Created attachment 1272696 [details] completed build json Description of problem: Some of the Completed/Failed builds are missing duration proj9 cakephp-mysql-example-19 Source Git@0014dde Complete 2 hours ago 20s proj9 cakephp-mysql-example-2 Source Git@0014dde Complete 2 hours ago 8s proj9 cakephp-mysql-example-20 Source Git@0014dde Complete 2 hours ago proj9 cakephp-mysql-example-21 Source Git@0014dde Complete 2 hours ago 5s proj9 cakephp-mysql-example-22 Source Git@0014dde Complete 2 hours ago 48s proj9 cakephp-mysql-example-23 Source Git@0014dde Complete 2 hours ago proj9 cakephp-mysql-example-24 Source Git@0014dde Complete 2 hours ago 35s proj9 cakephp-mysql-example-25 Source Git@0014dde Complete 2 hours ago proj9 cakephp-mysql-example-26 Source Git@0014dde Complete 2 hours ago 46s proj9 cakephp-mysql-example-27 Source Git@0014dde Complete 2 hours ago 42s proj13 cakephp-mysql-example-38 Source Git@0014dde Failed (PushImageToRegistryFailed) 5 minutes ago 4m47s proj15 cakephp-mysql-example-36 Source Git@0014dde Failed About an hour ago proj17 cakephp-mysql-example-36 Source Git@0014dde Failed About an hour ago 2m15s proj19 cakephp-mysql-example-36 Source Git@0014dde Failed About an hour ago proj2 cakephp-mysql-example-36 Source Git@0014dde Failed About an hour ago 1m36s Version-Release number of selected component (if applicable): openshift v3.5.5.7 kubernetes v1.5.2+43a9be4 etcd 3.1.0 Client: Version: 1.12.6 API version: 1.24 Package version: docker-common-1.12.6-16.el7.x86_64 Go version: go1.7.4 Git commit: 3a094bd/1.12.6 Built: Tue Mar 21 13:30:59 2017 OS/Arch: linux/amd64 Server: Version: 1.12.6 API version: 1.24 Package version: docker-common-1.12.6-16.el7.x86_64 Go version: go1.7.4 Git commit: 3a094bd/1.12.6 Built: Tue Mar 21 13:30:59 2017 OS/Arch: linux/amd64 Steps to Reproduce: 1. Create 20 cakephp build configs 2. start 20 concurrent builds 3. This happens after few builds are completed fine Actual results: Some builds are missing duration column Expected results: All the builds should have duration column populated Additional info: Please see attached description of Failed and Completed builds.
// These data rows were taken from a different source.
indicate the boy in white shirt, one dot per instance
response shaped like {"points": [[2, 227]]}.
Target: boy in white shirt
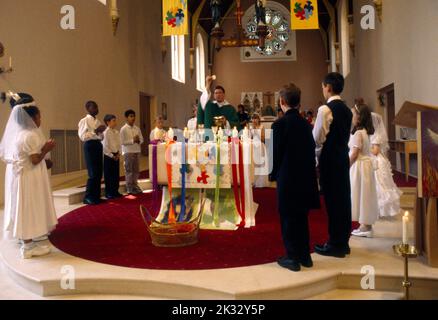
{"points": [[111, 160], [131, 139], [90, 131]]}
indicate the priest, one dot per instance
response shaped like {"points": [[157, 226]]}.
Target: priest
{"points": [[208, 109]]}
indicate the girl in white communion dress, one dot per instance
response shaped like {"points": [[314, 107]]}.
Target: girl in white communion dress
{"points": [[388, 194], [363, 184], [29, 208]]}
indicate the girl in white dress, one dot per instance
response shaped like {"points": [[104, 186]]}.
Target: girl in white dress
{"points": [[363, 183], [388, 194], [29, 208], [261, 166]]}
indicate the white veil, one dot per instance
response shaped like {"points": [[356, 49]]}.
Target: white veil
{"points": [[380, 135], [19, 121]]}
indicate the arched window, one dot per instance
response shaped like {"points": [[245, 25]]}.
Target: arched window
{"points": [[200, 63], [344, 35], [178, 59]]}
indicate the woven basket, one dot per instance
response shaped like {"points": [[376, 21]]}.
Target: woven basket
{"points": [[180, 234]]}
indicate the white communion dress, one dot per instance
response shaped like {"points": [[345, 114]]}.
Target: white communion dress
{"points": [[29, 208], [388, 194], [363, 183]]}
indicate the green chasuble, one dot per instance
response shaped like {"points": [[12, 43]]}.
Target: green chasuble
{"points": [[206, 117]]}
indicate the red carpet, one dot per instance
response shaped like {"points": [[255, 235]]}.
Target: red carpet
{"points": [[114, 233]]}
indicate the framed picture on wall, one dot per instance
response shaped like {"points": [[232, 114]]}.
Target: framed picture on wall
{"points": [[164, 110]]}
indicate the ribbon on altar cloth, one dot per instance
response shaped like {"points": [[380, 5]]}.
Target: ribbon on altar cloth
{"points": [[171, 218], [217, 188], [182, 214], [240, 205]]}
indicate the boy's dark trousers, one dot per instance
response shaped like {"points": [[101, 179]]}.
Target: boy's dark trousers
{"points": [[111, 170], [93, 152]]}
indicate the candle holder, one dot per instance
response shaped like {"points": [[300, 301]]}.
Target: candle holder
{"points": [[7, 70], [406, 251]]}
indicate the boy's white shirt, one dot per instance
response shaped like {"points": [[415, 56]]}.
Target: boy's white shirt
{"points": [[87, 127], [111, 142], [127, 134], [323, 122], [157, 134]]}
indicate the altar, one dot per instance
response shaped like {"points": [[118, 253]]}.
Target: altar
{"points": [[221, 173]]}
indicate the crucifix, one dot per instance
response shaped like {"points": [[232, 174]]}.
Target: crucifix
{"points": [[239, 13], [239, 39], [2, 53], [268, 95]]}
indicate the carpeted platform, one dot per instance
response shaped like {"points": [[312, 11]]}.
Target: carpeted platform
{"points": [[114, 233]]}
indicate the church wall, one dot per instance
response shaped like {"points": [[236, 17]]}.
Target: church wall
{"points": [[307, 72], [63, 69], [402, 50]]}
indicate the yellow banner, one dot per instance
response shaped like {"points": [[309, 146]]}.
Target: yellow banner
{"points": [[304, 14], [175, 18]]}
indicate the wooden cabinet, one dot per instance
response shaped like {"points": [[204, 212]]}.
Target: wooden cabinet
{"points": [[407, 147]]}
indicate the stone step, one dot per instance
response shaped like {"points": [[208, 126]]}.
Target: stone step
{"points": [[76, 195], [348, 294]]}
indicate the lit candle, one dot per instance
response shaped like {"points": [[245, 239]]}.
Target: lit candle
{"points": [[235, 133], [170, 134], [405, 227]]}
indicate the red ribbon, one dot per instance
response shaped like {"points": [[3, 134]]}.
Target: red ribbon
{"points": [[171, 218], [239, 204]]}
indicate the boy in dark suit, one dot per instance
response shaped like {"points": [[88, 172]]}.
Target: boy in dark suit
{"points": [[294, 169], [332, 133]]}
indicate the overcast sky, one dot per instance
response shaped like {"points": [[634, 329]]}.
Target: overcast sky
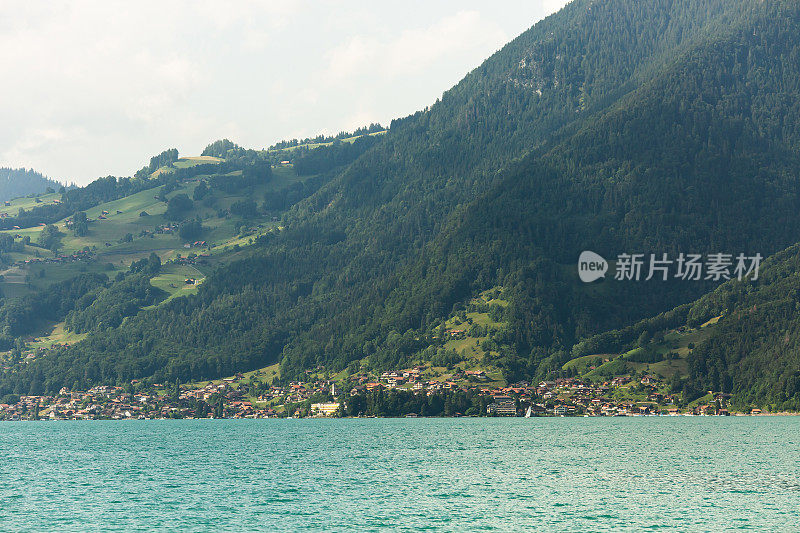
{"points": [[93, 88]]}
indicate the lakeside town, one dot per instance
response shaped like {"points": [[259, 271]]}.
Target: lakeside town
{"points": [[399, 393]]}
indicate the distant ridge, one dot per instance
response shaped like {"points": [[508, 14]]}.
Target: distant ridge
{"points": [[16, 182]]}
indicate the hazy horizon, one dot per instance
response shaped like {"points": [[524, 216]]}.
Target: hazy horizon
{"points": [[95, 89]]}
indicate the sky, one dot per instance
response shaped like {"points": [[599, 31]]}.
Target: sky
{"points": [[95, 88]]}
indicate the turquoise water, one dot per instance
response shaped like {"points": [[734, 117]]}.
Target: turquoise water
{"points": [[542, 474]]}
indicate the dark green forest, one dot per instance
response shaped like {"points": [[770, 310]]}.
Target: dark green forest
{"points": [[654, 126]]}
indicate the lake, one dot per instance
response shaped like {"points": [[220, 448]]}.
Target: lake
{"points": [[456, 474]]}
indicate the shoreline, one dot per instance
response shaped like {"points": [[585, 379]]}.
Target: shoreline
{"points": [[732, 415]]}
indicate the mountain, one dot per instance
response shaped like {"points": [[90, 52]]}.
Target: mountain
{"points": [[17, 182], [619, 126]]}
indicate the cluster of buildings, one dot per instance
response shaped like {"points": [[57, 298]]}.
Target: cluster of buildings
{"points": [[235, 397], [82, 255]]}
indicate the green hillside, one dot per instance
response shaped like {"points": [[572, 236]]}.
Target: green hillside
{"points": [[623, 126]]}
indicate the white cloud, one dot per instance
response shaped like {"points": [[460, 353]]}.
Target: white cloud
{"points": [[95, 87]]}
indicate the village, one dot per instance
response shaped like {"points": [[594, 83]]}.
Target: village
{"points": [[245, 397]]}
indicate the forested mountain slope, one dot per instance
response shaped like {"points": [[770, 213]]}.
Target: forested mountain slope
{"points": [[16, 182], [619, 126]]}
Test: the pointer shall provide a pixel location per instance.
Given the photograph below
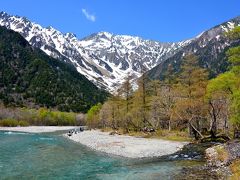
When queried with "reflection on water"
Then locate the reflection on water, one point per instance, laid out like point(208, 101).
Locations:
point(50, 156)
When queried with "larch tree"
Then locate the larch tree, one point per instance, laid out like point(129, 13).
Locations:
point(190, 106)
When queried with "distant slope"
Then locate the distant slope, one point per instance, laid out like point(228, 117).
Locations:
point(210, 47)
point(104, 58)
point(29, 77)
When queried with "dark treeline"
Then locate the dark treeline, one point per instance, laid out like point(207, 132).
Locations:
point(187, 101)
point(39, 117)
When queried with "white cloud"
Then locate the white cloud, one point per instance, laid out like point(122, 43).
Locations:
point(89, 16)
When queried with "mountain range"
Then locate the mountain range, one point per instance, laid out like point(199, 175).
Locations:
point(106, 59)
point(30, 78)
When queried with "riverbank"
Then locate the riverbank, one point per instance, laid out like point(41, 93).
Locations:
point(225, 158)
point(126, 146)
point(38, 129)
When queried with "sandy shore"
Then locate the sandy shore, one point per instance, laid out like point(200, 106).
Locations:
point(37, 129)
point(126, 146)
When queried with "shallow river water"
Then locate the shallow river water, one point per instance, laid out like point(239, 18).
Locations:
point(51, 156)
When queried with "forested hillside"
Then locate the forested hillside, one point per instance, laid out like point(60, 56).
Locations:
point(28, 77)
point(187, 101)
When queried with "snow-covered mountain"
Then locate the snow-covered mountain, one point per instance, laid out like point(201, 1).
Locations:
point(104, 58)
point(210, 47)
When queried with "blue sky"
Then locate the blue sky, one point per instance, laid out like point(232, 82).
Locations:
point(162, 20)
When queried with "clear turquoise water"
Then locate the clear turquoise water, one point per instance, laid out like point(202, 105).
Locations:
point(50, 156)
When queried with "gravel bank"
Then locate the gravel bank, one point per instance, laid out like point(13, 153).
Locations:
point(126, 146)
point(37, 129)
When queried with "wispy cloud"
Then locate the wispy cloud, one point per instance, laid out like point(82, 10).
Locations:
point(89, 16)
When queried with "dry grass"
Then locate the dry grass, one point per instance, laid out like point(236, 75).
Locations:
point(159, 134)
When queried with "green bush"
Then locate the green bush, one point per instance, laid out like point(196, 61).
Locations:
point(9, 123)
point(23, 123)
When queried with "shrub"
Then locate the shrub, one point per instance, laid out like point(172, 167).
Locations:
point(9, 123)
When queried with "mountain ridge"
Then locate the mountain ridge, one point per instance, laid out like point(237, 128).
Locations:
point(104, 58)
point(28, 77)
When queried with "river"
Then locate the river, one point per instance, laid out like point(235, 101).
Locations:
point(51, 156)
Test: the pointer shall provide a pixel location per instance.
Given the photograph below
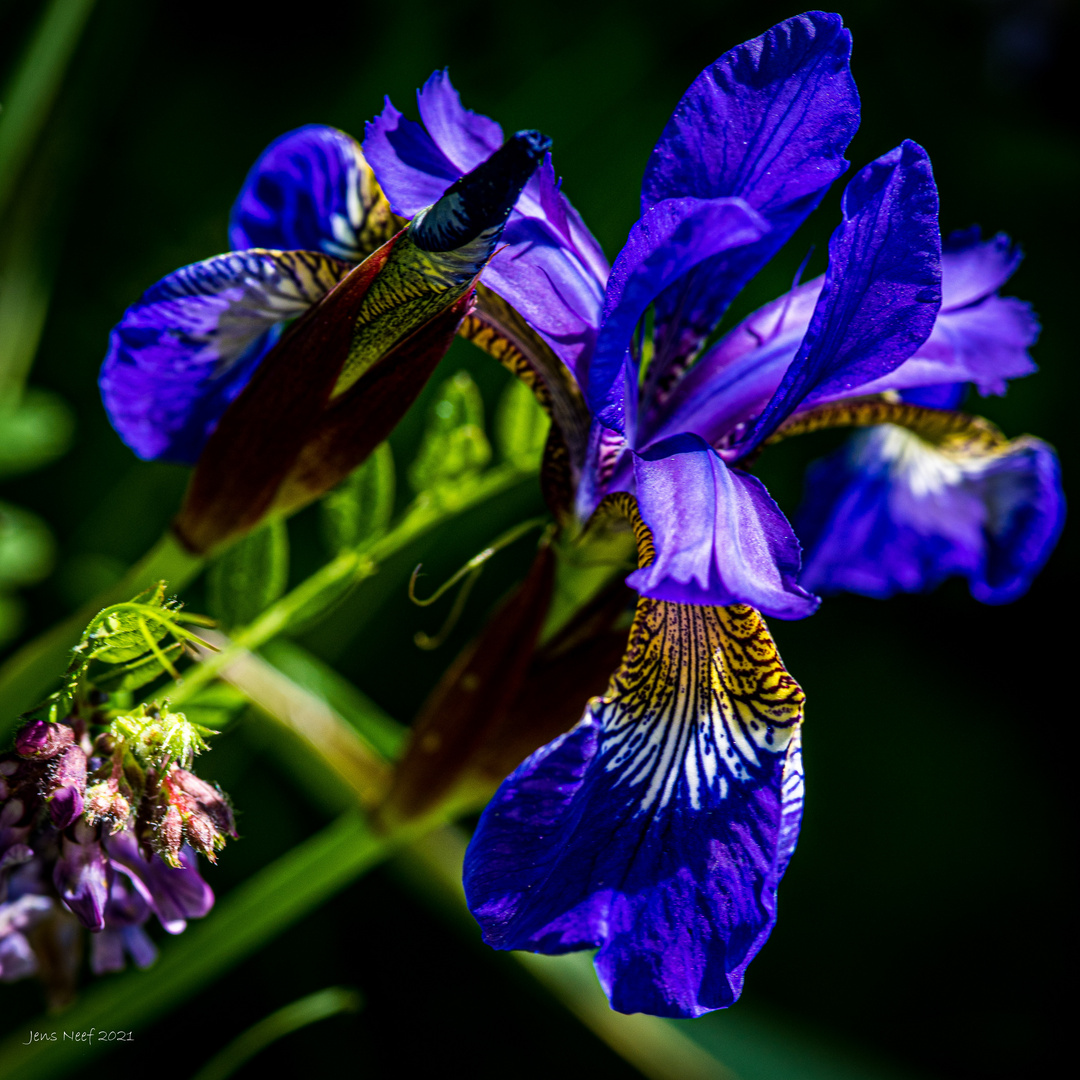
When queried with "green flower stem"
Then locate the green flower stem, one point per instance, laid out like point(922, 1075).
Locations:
point(349, 568)
point(314, 1007)
point(243, 922)
point(337, 745)
point(29, 95)
point(31, 672)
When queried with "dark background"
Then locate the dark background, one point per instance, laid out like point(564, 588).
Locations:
point(925, 915)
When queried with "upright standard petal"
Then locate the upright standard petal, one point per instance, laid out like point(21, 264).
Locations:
point(312, 190)
point(768, 122)
point(664, 244)
point(719, 538)
point(549, 266)
point(881, 291)
point(180, 354)
point(658, 828)
point(980, 336)
point(892, 512)
point(343, 375)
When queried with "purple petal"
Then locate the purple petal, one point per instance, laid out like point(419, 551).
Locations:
point(107, 953)
point(180, 354)
point(175, 893)
point(985, 343)
point(733, 381)
point(549, 266)
point(464, 137)
point(769, 122)
point(973, 268)
point(881, 292)
point(945, 395)
point(891, 513)
point(665, 243)
point(65, 805)
point(306, 192)
point(719, 537)
point(81, 876)
point(410, 169)
point(659, 827)
point(16, 958)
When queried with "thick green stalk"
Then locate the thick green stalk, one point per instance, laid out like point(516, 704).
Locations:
point(31, 672)
point(309, 1010)
point(349, 567)
point(29, 95)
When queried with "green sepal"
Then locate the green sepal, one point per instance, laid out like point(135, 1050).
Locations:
point(158, 738)
point(359, 510)
point(116, 635)
point(455, 446)
point(250, 576)
point(136, 673)
point(521, 427)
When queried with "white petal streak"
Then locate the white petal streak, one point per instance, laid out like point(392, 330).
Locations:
point(700, 706)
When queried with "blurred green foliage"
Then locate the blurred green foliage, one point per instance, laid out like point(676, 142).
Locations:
point(921, 917)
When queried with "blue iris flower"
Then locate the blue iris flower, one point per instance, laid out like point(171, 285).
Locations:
point(658, 828)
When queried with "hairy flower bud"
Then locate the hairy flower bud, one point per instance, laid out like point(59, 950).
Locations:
point(194, 812)
point(68, 786)
point(42, 740)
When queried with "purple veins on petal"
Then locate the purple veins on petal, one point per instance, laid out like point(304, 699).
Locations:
point(187, 348)
point(310, 190)
point(719, 537)
point(881, 292)
point(548, 266)
point(666, 242)
point(658, 828)
point(18, 916)
point(768, 122)
point(81, 875)
point(891, 513)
Created attachment 1272698 [details] failed build desc
Created attachment 1272699 [details] completed build desc
the build in https://bugzilla.redhat.com/attachment.cgi?id=1272696 at least shows a started timestamp and a completion timestamp, which makes me think you're hitting this: https://github.com/openshift/origin/issues/12549 which was fixed here: https://github.com/openshift/origin/pull/12569
Tested with following version of openshift and docker, I still see the problem. Please see attachments for details root@ip-172-31-4-124: ~ # openshift version openshift v3.6.65 kubernetes v1.6.1+5115d708d7 etcd 3.1.0 root@ip-172-31-4-124: ~ # docker version Client: Version: 1.12.6 API version: 1.24 Package version: docker-1.12.6-19.git92b10e4.el7.x86_64 Go version: go1.7.4 Git commit: 92b10e4/1.12.6 Built: Tue May 2 15:06:29 2017 OS/Arch: linux/amd64 Server: Version: 1.12.6 API version: 1.24 Package version: docker-1.12.6-19.git92b10e4.el7.x86_64 Go version: go1.7.4 Git commit: 92b10e4/1.12.6 Built: Tue May 2 15:06:29 2017 OS/Arch: linux/amd64
Created attachment 1277151 [details] build json v3.6.65
Created attachment 1277152 [details] build desc v3.6.65
I'm not seeing a missing duration, but I am seeing an incorrect duration (it's reported as 0s): Started: Mon, 08 May 2017 13:53:19 EDT Duration: 0s FetchInputs: 1s CommitContainer: 14s Assemble: 59s PostCommit: 0s PushImage: 14s The startTimestamp value is the same as the completionTimestamp value. This is likely because we introduced logic to force-set the startTimestamp to the same value as the completionTimestamp, if the startTimestamp was not already set when the build completes. That should only happen when a build completes so fast that the pod controller doesn't even see the pod "start", so we never updated the startTimestamp value. However this build clearly took quite a bit of time, so it's not obvious to me why the pod controller would not have seen the pod in a running state and updated the build with a start timestamp before the completion occurred. if you can recreate this with loglevel 5 logs for both the master and the build in question, that would be helpful for us to track down the chain of events leading to this.
Hi Ben, This is how I see the completed builds where duration is missing in oc get builds command proj6 cakephp-mysql-example-7 Source Git@0014dde Complete 13 minutes ago 4s proj6 cakephp-mysql-example-8 Source Git@0014dde Complete 11 minutes ago proj6 cakephp-mysql-example-9 Source Git@0014dde Complete 8 minutes ago 6s proj7 cakephp-mysql-example-1 Source Git@0014dde Complete 40 minutes ago 2m17s proj7 cakephp-mysql-example-10 Source Git@0014dde Complete 8 minutes ago proj7 cakephp-mysql-example-11 Source Git@0014dde Complete 5 minutes ago proj7 cakephp-mysql-example-12 Source Git@0014dde Complete 2 minutes ago proj7 cakephp-mysql-example-2 Source Git@0014dde Complete 30 minutes ago 11s I am re-running the test with loglevel 5 will update the bug again.
Created attachment 1277163 [details] logs with loglevel5 v3.6.65
do you know the name of one of the builds that had a zero/missing duration in this run?
Yes, proj26/builds/cakephp-mysql-example-15 Logs of this build with logleve 5 is also attached.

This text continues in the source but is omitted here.